Earlier in the year, Knox and other policemen had helped to protect convoys of wheat departing for Waterford and eventually England, where the grain would earn the greatest price. As far as he knew, the grain had reached its final destination, but in light of the current shortages, the decision to export so much food seemed immoral if not downright wicked.
He thought about the food he’d just seen in Cornwallis’s kitchen and trembled at the injustice. Knox liked to think of himself as honest and plain speaking, but given the opportunity to confront the aristocrat, he had said and done nothing. He tried not think about how this reflected on his character.
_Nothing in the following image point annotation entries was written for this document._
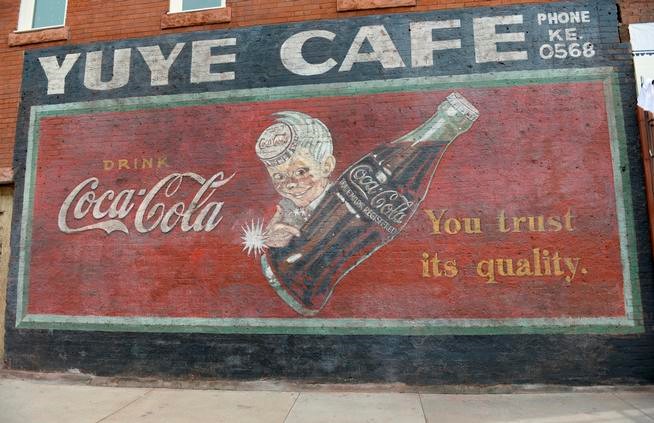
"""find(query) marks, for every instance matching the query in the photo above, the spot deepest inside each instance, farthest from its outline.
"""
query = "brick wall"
(96, 20)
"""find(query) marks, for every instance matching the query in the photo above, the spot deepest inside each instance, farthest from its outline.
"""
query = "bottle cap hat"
(276, 144)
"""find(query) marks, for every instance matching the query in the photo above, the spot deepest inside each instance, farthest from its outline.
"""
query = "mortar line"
(292, 405)
(632, 405)
(126, 405)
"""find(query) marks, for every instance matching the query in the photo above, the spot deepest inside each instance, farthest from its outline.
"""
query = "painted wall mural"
(456, 172)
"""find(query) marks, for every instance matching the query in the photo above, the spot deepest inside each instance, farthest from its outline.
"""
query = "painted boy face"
(301, 179)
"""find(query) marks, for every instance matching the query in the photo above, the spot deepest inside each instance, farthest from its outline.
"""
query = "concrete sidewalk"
(43, 401)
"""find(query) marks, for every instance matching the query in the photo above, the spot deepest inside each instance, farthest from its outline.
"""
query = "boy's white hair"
(307, 133)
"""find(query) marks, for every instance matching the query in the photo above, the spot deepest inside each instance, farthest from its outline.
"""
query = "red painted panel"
(536, 150)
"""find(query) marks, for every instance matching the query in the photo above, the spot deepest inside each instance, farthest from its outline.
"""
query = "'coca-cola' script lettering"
(387, 202)
(110, 208)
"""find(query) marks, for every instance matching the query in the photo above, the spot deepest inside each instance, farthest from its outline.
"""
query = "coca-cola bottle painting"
(322, 229)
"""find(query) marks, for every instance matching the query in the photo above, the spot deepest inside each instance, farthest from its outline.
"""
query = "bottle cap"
(463, 106)
(276, 144)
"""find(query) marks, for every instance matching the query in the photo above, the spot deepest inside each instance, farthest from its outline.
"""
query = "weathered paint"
(550, 143)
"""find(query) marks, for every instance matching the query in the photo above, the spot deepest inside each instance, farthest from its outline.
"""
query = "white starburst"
(254, 238)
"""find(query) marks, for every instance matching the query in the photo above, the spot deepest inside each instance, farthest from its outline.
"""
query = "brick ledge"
(201, 17)
(346, 5)
(38, 36)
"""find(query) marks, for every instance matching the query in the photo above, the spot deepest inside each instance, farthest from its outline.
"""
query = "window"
(39, 14)
(177, 6)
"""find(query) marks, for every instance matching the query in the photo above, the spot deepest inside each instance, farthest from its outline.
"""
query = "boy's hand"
(279, 234)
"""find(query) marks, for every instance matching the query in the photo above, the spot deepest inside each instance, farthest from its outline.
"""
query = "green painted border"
(632, 322)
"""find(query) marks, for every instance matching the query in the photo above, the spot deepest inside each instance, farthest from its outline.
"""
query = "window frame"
(26, 17)
(176, 7)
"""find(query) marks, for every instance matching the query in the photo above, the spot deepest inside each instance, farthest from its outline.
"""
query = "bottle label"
(366, 189)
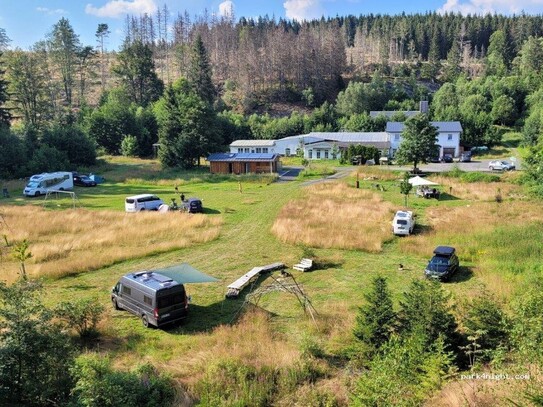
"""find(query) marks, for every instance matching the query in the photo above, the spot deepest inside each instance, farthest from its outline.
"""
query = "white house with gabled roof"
(328, 145)
(448, 137)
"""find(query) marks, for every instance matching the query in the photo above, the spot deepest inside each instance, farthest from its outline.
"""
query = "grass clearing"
(74, 241)
(336, 216)
(232, 351)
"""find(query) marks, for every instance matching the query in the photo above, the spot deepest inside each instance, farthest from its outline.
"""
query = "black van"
(156, 299)
(193, 205)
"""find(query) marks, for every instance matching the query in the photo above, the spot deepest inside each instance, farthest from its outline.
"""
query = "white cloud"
(226, 9)
(303, 9)
(490, 6)
(51, 12)
(119, 8)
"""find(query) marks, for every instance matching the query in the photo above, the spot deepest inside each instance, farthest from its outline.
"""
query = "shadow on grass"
(225, 312)
(463, 274)
(421, 229)
(447, 197)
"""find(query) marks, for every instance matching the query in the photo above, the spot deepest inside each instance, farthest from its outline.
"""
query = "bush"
(35, 355)
(82, 315)
(129, 146)
(13, 156)
(48, 159)
(98, 385)
(73, 142)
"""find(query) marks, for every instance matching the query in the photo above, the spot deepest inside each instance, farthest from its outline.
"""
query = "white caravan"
(403, 223)
(40, 184)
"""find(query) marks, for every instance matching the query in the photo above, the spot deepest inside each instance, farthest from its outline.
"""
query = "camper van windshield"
(170, 300)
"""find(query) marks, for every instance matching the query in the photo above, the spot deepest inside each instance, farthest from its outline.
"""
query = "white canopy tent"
(419, 181)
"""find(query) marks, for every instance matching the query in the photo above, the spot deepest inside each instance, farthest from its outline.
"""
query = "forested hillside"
(312, 76)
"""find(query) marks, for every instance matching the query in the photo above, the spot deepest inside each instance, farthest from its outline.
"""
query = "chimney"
(423, 106)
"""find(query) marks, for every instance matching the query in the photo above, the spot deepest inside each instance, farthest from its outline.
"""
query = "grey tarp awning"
(419, 181)
(184, 273)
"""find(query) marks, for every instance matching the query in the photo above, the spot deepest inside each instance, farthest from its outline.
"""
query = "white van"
(143, 202)
(40, 184)
(403, 223)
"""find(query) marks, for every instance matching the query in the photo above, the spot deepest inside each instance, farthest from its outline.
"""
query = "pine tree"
(5, 116)
(376, 320)
(199, 74)
(419, 141)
The sky in the west was flushed with pale streaks of light and the air felt cool and damp on his skin. Knox kept up a gentle pace, keen not to drive the horse too hard, since Maxwell wouldn’t have thought to feed or water it. Just before departing, he had talked to the labourer who’d first discovered the body. The man had told him nothing new and had strenuously denied taking anything from the dead man’s pockets. With nothing but the wind for company, Knox’s thoughts turned to the cured meat. He hadn’t eaten in twelve hours and his stomach was swollen with hunger. Taking it from his pocket, he brought it up to his nose and sniffed. Knox hadn’t seen, let alone eaten, meat for six months, and the urge to gnaw at it was almost too much to bear. Just one mouthful, he told himself. But if he ate a mouthful, he would end up gobbling the whole thing, and then how could he face his wife? Instead he returned the meat to his pocket, tried to distract himself by thinking about the body behind him.